When I attended, it was all of these things, including my dream school. As a reader it is important that you understand that despite having received the Holy Ghost at 12 years old, I was not actively in the church when I made the decision to attend SLC– although returning to church was a goal that I had in mind when choosing to go to school in NY. I was raised by very loving parents who taught me the importance of valuing and loving others, as well as what makes each of us individuals. They never denounced anyone’s lifestyle or personal choices except for those who were openly hateful or simply irresponsible and immoral. I was very much entranced by the campus at Sarah Lawrence and fell in love with the idea of a place where “one size was never meant to fit all” and “everyone was unique.”

While attending SLC, I learned a lot about the world; about the history of the United States, especially in terms of inequality and injustice; and about myself: my strengths, my weaknesses, and my desire to pursue my purpose. Everything about the campus environment was liberal, with the exception of a small group of conservative students – most of which were not Christians, as the “Christians” on campus were not noticeably active in the school culture.

Despite the obvious attempt of the school’s courses, professors, and culture to “enlighten” each student and broaden our thinking (within the confines of the liberal mentality), I did not leave SLC to become a passionate civil rights activist attempting to rewrite political policies upon graduation. Instead I recommitted my life to Christ.

While living in the SLC bubble, it was easy to become indoctrinated by the liberal beliefs represented there. It was easy to subdue my conscience and convince myself that loving everyone as Christ meant the same thing as fighting for everyone’s right to choose their own lifestyle; that this is what Jesus had meant when He commanded us to “love our neighbor.” It was easy to let go of “traditional values” especially when I wasn’t fully convinced of them in the first place. It was easy to start to listen to the voices of worldly politicians, professors, and peers, rather than the voices of pastors and preachers, especially since I wasn’t praying or even attending church services regularly.

This is how the enemy works! He is cunning and subtle. He will never come out and ask you to let go of every ounce of conviction at once. Instead he slowly chips away at your foundation, getting you to make small compromises here and there, until eventually the bottom falls out from under you and you find yourself in a pit of sin.

I spent my college years in a fog… unsure of what I believed, defining myself by the opinions and standards of others, and trying to “find my own way.” I spent years trying to silence the Holy Ghost within me, as God was warning me to turn back to Him. And this is true of God, He will always try to reach you, even as you walk away from Him, but if we are not careful we can become desensitized to His voice, making it even harder to find our way back to Him when we finally realize we’ve gone astray.

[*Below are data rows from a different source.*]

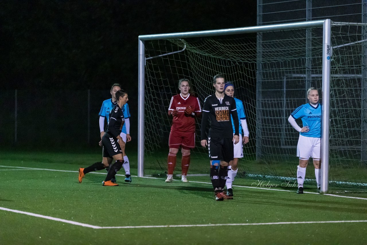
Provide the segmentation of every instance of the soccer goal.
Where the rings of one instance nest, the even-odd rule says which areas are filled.
[[[234,84],[247,116],[243,176],[295,179],[299,133],[287,119],[313,87],[322,90],[321,190],[329,184],[367,186],[366,26],[326,19],[139,36],[139,176],[166,170],[167,112],[178,80],[190,80],[202,105],[221,73]],[[207,149],[197,137],[189,174],[209,172]],[[311,171],[306,178],[312,182]]]

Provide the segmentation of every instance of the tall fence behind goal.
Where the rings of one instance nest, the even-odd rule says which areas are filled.
[[[299,133],[287,118],[308,102],[306,90],[313,87],[320,94],[322,90],[326,129],[321,190],[327,190],[328,180],[330,184],[367,185],[365,25],[327,20],[332,26],[329,43],[324,22],[139,36],[139,176],[166,170],[171,122],[168,107],[179,92],[178,80],[191,80],[202,106],[214,92],[212,77],[220,73],[235,84],[235,97],[244,102],[247,116],[250,140],[239,162],[243,176],[295,179]],[[200,146],[199,137],[189,174],[209,172],[207,149]],[[306,178],[312,182],[309,165]]]

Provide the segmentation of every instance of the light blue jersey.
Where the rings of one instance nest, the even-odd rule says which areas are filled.
[[[130,115],[130,109],[129,109],[129,105],[127,103],[122,107],[122,111],[124,112],[124,117],[125,120],[126,118],[129,118]],[[124,123],[124,126],[122,126],[122,130],[121,133],[126,133],[126,124]]]
[[[246,114],[245,114],[245,109],[243,108],[243,103],[242,101],[238,99],[233,98],[236,101],[236,107],[237,109],[237,115],[238,115],[238,122],[239,122],[239,128],[238,131],[240,134],[242,133],[242,126],[241,125],[241,120],[246,119]],[[233,118],[232,116],[230,116],[231,121],[232,122],[232,127],[233,128],[233,132],[235,133],[235,125],[233,123]]]
[[[294,119],[301,118],[303,126],[308,126],[310,131],[299,133],[306,137],[321,137],[321,105],[317,104],[316,108],[309,103],[302,105],[292,113],[291,115]]]
[[[99,114],[98,115],[99,116],[103,116],[107,119],[107,124],[106,125],[108,125],[108,120],[109,118],[109,116],[110,115],[110,112],[116,104],[117,104],[117,102],[113,102],[112,99],[106,100],[102,103],[102,106],[101,108],[101,111],[99,111]],[[127,103],[122,107],[122,111],[124,112],[124,117],[125,119],[128,118],[131,116],[130,110],[129,109],[129,105]],[[126,133],[126,126],[125,123],[124,123],[121,132]]]

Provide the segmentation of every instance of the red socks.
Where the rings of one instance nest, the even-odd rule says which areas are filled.
[[[168,154],[168,158],[167,159],[167,165],[168,166],[168,174],[173,174],[173,170],[176,166],[176,154],[172,153]]]
[[[182,175],[187,175],[187,171],[190,165],[190,153],[187,155],[182,154],[181,167],[182,169]]]

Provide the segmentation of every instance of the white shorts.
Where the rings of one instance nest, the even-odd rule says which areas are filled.
[[[124,141],[124,142],[125,143],[126,143],[126,134],[124,133],[121,132],[121,133],[120,134],[120,136],[121,136],[121,138],[122,138],[122,140]]]
[[[235,134],[233,134],[233,136]],[[233,157],[235,158],[242,158],[243,157],[243,143],[242,142],[242,136],[240,134],[240,141],[235,144],[233,143]]]
[[[299,135],[297,144],[297,156],[302,158],[320,158],[321,139]]]

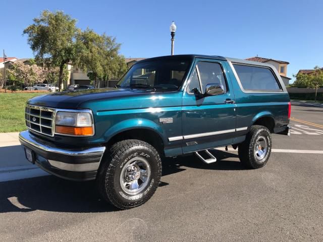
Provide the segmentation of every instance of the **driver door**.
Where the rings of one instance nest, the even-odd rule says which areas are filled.
[[[183,97],[184,153],[232,143],[236,128],[232,84],[217,60],[197,59]],[[224,93],[203,95],[208,84],[220,85]]]

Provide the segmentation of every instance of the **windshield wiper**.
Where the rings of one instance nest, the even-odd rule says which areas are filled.
[[[152,87],[148,84],[142,84],[141,83],[137,83],[130,85],[130,88],[142,88],[145,89],[153,89],[154,91],[156,91],[156,89],[154,87]]]

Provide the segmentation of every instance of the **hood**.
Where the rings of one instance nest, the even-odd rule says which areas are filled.
[[[174,96],[175,93],[178,92],[156,93],[152,92],[151,90],[115,88],[84,89],[55,92],[38,96],[29,99],[27,103],[32,105],[63,109],[91,108],[92,110],[96,109],[95,110],[123,109],[143,108],[146,106],[147,107],[151,107],[152,103],[147,102],[148,100],[153,101],[152,102],[154,105],[152,106],[169,106],[169,103],[162,103],[160,101],[161,101],[164,99],[170,101],[167,98],[170,97],[170,94]],[[177,96],[177,95],[175,96]]]

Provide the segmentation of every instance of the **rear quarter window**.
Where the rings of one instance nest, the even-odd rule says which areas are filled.
[[[274,73],[269,68],[238,64],[234,64],[233,67],[245,90],[282,90]]]

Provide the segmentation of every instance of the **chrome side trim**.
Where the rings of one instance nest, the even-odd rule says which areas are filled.
[[[241,127],[237,129],[232,129],[231,130],[221,130],[214,132],[202,133],[201,134],[194,134],[193,135],[184,135],[184,136],[176,136],[175,137],[170,137],[168,138],[169,141],[175,141],[175,140],[181,140],[184,139],[193,139],[194,138],[204,137],[205,136],[210,136],[212,135],[221,135],[228,133],[233,133],[238,131],[247,130],[248,127]]]
[[[236,131],[243,131],[244,130],[247,130],[248,129],[248,127],[241,127],[236,129]]]
[[[62,170],[70,171],[91,171],[98,169],[100,162],[85,164],[68,164],[57,160],[48,160],[51,165]]]
[[[94,154],[100,154],[101,155],[103,155],[103,154],[105,150],[105,146],[90,148],[89,149],[81,150],[64,150],[56,147],[51,147],[39,143],[34,139],[32,139],[32,138],[31,137],[30,135],[29,134],[29,132],[27,131],[22,131],[22,132],[20,132],[20,133],[19,134],[19,140],[23,141],[31,145],[35,146],[36,148],[38,148],[38,149],[42,150],[44,151],[56,153],[58,154],[62,154],[66,155],[86,156]],[[20,143],[21,143],[21,142]]]
[[[214,132],[202,133],[201,134],[195,134],[194,135],[184,135],[184,139],[193,139],[193,138],[204,137],[205,136],[210,136],[211,135],[221,135],[222,134],[227,134],[228,133],[235,132],[236,129],[221,130],[220,131],[216,131]]]
[[[181,140],[183,139],[183,136],[176,136],[175,137],[170,137],[168,138],[169,141],[175,141],[175,140]]]

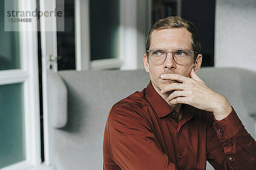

It wasn’t until I left the SLC bubble that my eyes were able to see clearly. I realized that the enemy had almost won my life completely, but God had been calling me back to Him all the while. It would have been easy to allow the enemy to convict me of my mistakes, to live in a constant state of condemnation for the choices I had made, to convince myself that I was beyond redemption, but in spite of my guilt and shame, I found an altar and God in all of His grace met me there with open arms and has kept me since.

As an Apostolic Pentecostal Christian, I am not ashamed to live by the Word of God and take it literally. Not only does my faith in His Word not make me a bigot or narrow-minded, but it allows we to love others the way Jesus did, unconditionally and with the intention of saving their souls. I am not willing to discard the Truth or my faith for anything or anyone. I am fully persuaded that God’s way has been and will always be the best way.